People stuck on a slow mobile network would tend to disagree.
> Besides we already know how to encrypt such that I can send an encrypted password to you, where you can, without knowing the key, can verify simple claims about the data.
The server can't verify such claims without actually inspecting the password because the client is (from a security standpoint) untrusted. In the HTTP/HTML web client/server model, there is no effective way for the server to guarantee that the client is truthfully executing certain algorithms. That's fine, but it does mean that the server is the only source of truth for these type of security claims.
> If we accept your thesis that we must send the password to the server upon changing it, we could still use client side hashing for a marginally improved security model.
That's a dangerous road to take. Such a marginal security improvement still comes at a cost of increased complexity and maintenance burden. If users don't like the idea of sending passwords to a remote server, they should request that the service implements a two-factor authentication solution instead.
People stuck on a slow mobile network would tend to disagree.
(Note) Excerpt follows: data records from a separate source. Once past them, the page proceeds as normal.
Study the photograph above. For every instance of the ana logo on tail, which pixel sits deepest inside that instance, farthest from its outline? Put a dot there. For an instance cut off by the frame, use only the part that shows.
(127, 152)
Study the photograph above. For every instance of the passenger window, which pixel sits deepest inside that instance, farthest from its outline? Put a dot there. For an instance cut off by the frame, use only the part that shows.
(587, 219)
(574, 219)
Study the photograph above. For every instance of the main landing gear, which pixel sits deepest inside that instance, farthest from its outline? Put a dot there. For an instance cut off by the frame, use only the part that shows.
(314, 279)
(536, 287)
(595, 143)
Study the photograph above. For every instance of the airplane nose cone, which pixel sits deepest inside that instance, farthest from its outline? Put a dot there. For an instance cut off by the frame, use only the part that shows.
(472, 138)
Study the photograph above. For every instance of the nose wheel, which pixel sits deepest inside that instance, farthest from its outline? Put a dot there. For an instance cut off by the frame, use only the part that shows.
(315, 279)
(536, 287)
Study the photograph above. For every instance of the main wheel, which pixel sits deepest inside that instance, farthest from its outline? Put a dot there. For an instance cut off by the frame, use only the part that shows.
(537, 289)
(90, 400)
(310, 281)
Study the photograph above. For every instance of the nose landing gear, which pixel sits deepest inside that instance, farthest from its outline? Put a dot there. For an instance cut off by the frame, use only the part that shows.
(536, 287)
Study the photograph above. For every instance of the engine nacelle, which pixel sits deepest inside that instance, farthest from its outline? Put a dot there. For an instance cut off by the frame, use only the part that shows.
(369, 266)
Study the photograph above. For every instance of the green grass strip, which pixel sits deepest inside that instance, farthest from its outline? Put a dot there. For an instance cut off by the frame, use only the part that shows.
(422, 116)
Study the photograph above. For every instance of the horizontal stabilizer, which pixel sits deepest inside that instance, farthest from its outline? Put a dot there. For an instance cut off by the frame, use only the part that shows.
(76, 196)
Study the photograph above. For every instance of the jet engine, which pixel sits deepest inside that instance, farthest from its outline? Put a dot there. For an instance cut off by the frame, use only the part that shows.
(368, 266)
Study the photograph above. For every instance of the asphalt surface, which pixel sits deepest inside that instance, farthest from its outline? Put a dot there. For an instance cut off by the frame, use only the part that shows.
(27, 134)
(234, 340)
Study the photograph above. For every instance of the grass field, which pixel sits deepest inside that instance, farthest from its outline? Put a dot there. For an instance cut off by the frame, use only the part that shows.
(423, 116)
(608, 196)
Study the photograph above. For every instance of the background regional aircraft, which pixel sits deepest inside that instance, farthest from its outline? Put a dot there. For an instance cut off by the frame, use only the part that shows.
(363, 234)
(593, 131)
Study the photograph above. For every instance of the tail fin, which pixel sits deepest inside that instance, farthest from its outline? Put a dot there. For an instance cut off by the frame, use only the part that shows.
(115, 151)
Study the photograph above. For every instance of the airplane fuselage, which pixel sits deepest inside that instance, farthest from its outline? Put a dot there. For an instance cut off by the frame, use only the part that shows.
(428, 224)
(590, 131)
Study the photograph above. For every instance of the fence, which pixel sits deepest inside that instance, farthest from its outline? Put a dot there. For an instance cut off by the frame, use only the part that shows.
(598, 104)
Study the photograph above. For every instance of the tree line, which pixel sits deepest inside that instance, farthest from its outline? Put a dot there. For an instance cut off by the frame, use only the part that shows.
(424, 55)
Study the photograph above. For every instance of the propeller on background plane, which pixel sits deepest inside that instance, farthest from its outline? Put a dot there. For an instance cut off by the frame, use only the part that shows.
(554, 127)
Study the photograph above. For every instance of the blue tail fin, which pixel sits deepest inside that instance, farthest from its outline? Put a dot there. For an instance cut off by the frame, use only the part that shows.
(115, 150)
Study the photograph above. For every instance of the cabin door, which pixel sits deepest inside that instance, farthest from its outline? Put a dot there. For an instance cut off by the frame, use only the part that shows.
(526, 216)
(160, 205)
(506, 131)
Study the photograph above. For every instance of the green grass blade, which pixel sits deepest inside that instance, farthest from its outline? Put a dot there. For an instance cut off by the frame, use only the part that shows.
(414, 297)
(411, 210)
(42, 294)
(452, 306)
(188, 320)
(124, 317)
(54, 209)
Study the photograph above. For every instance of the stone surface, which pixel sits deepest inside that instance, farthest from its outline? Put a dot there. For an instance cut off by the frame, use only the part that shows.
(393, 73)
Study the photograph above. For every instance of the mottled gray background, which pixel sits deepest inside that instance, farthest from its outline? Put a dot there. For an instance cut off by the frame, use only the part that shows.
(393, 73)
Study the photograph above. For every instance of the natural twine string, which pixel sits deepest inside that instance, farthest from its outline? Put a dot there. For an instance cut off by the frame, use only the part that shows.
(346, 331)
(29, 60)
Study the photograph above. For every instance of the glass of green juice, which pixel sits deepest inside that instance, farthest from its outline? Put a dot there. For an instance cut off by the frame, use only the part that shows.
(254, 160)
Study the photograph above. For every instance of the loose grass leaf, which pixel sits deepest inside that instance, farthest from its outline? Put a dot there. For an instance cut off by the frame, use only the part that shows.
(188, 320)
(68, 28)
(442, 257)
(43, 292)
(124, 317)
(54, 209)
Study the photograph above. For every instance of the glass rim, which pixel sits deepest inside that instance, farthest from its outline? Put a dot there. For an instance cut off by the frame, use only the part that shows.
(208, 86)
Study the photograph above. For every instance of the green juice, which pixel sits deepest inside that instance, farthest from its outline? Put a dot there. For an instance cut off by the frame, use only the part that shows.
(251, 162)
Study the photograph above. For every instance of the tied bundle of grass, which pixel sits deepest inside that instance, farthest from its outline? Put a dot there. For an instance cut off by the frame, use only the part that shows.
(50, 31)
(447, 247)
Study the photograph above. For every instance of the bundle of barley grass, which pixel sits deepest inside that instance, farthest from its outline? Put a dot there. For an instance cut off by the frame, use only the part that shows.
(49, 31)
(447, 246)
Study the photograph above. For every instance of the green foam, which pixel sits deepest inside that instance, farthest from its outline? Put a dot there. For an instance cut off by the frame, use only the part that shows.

That is picking my comment out of context. Fortunately we don't change passwords all that often. But that was not my point - rather that we already accept so much JS bloat on the web, that doing the same for password change is no different except it provides some actual benefit.
The server can't verify such claims without actually inspecting the password because the client is (from a security standpoint) untrusted. In the HTTP/HTML web client/server model, there is no effective way for the server to guarantee that the client is truthfully executing certain algorithms. That's fine, but it does mean that the server is the only source of truth for these type of security claims.
Not true. Zero-knowledge proofs can prove that "This hash comes from a password that meets all requirements", without providing the password to the server, yet it knows that it is good.
That's a dangerous road to take. Such a marginal security improvement still comes at a cost of increased complexity and maintenance burden.
Not at all. This is security best practice; lock things down as much as you can, and only open up for attack vectors when you have to.
/edit: Security wise sending the password, means you trust the server to handle the password correctly. For all we know it stores the plaintext password. If we send the hash, we KNOW that it does not store the password. It's an important distinction to make in real world systems. No matter how much best practices dictates to not reuse passwords, it happens as long as humans are involved.